スタジオは騒然となった。

「メイ、落ち着いて」

「ラブ、一人にしてごめんね。一緒に帰ろ」

可愛い笑顔。

差し出したメイの手には、包帯が巻かれていた。

「どうしたの、その手?」

「何でもないよ。さぁ、早く」


ラブの秘密を知ったショックよりも、自分のせいで、ラブを窮地に追いやったことが、許せなかった。


「ラブ、言うこと聞いてやってくれ。これ以上、壁を壊されちゃかなわん」

T2が、メイを見に行った時、メイの拳は血だらけになっていたのである。


「メイ・・・」

ラブが、メイの手を取る。

「みなさん、今日はこれで失礼します。山本さん。逃げないでくれて、ありがとう」

一瞬笑顔を見せて、ラブは、スタジオを後にした。

表に停めた車では、ヴェロニカが待っていた。

「やっぱり、ラブのお世話は、メイじゃないとだめですわ。私は、少し後片づけをしてから戻ります」

「ありがとう。ヴェロニカ」

車に乗り込むラブとメイ。

その瞬間、メイが泣きながら抱きついてきた。

「ラブ、ごめんなさい。私のせいで・・・」

「メイ、今日はあなたに助けられたのよ。ありがと」

強く抱きしめた。

「ラブ・・・。キスしていい?」
「うん、いいよ。でも・・・歯、磨いた?」

(・・・💧)

「また・・・今度にするわ」

そう言ったメイの唇に、ラブがキスした時、アイの通信が入った。


(ラブ、帝都病院の犠牲者が発表されました)

(やはり・・・)

(はい、残念です。

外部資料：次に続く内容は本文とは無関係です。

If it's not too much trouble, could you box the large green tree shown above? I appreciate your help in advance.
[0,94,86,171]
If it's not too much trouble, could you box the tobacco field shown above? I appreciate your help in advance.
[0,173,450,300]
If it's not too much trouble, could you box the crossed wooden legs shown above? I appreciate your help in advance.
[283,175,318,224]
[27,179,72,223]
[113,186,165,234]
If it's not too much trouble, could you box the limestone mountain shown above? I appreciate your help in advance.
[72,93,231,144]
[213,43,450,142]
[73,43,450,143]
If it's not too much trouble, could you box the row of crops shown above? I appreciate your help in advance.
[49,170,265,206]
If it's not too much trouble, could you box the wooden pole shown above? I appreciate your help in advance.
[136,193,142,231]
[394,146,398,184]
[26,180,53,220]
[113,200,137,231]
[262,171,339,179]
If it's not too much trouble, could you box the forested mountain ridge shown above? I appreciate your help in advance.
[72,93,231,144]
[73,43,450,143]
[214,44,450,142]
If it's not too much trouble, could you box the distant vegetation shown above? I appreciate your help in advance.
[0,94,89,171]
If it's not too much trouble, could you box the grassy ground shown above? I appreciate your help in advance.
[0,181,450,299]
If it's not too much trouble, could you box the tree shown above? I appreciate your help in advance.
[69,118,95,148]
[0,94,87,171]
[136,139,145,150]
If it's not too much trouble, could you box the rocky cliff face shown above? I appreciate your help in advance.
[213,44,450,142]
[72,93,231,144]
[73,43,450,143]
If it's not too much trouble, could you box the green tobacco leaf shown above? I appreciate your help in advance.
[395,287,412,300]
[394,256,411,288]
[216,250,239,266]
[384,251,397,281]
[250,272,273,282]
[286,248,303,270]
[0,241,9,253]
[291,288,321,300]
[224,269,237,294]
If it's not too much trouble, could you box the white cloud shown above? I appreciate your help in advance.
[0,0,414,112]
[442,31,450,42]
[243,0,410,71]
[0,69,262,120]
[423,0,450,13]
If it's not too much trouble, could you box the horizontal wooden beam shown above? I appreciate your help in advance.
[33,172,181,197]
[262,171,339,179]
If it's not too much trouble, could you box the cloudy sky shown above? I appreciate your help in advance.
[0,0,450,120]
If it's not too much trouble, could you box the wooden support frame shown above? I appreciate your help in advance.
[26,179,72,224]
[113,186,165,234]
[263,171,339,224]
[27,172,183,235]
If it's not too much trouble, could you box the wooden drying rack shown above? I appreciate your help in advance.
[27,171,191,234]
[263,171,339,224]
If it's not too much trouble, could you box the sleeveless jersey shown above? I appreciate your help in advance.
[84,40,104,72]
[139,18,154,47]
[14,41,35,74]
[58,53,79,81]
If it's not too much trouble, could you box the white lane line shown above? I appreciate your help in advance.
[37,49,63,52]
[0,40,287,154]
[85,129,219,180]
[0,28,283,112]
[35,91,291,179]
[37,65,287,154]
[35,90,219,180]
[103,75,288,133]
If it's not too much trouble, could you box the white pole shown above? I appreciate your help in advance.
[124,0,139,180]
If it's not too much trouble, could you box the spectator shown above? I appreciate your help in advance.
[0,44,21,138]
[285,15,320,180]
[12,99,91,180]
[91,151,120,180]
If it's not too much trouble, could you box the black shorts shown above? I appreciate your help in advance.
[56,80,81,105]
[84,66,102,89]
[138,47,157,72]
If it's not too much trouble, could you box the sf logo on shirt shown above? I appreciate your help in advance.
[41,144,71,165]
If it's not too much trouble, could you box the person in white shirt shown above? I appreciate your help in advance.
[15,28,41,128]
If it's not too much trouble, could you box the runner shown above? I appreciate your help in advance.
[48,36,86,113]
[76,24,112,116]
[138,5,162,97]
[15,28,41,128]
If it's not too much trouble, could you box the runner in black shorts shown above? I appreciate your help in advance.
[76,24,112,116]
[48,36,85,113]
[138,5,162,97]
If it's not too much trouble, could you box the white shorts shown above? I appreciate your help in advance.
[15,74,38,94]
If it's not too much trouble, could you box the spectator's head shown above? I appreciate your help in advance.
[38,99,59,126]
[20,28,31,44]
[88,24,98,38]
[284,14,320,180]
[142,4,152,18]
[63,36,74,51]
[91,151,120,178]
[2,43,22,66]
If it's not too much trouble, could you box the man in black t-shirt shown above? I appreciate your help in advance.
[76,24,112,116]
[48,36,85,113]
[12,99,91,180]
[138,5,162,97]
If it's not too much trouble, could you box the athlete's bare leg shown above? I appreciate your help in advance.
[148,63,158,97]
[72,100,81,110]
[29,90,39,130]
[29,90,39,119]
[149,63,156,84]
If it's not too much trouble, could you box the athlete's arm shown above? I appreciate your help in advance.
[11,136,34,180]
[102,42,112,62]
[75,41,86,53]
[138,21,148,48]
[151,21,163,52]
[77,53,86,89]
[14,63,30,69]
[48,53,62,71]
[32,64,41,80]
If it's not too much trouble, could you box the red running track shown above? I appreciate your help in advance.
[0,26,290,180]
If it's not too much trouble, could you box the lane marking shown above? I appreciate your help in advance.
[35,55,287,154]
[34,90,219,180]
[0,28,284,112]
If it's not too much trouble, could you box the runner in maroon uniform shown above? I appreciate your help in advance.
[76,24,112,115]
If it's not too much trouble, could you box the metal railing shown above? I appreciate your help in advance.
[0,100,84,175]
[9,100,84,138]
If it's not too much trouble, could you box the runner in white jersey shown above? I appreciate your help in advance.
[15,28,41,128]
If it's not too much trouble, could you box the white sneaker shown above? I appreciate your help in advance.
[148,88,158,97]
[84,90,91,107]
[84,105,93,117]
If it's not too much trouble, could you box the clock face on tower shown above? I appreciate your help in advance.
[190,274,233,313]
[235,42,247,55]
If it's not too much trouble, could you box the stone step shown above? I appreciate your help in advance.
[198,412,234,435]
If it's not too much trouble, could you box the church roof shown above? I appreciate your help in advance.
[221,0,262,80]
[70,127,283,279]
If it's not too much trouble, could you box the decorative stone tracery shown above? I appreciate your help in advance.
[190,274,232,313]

)

ラブの脳裏に、カフェで赤くなった大山のいかつい顔が思い浮かんだ。

(それから、問題発生です)

(今は、勘弁して・・・)

(そうもいきません)

(犠牲者、生存者のリストに、マイク・レイズの名前がありません)

(どういうこと?)

(これを)

車内モニターに映像が映し出される。
山本が中継しているその背後。

アイが画像を止め、ズームアップする。

「これは⁉️」

「間違いありません。マイクです」

再起不能のはずの巨人が、そこにいた。

「アイ、鷲崎さんとベル(ベルベット・スタンリー:アースの長官)にこの画像を送って」


少しずつ、ラブの狙いと不安が、現実に変わりつつあった・・・。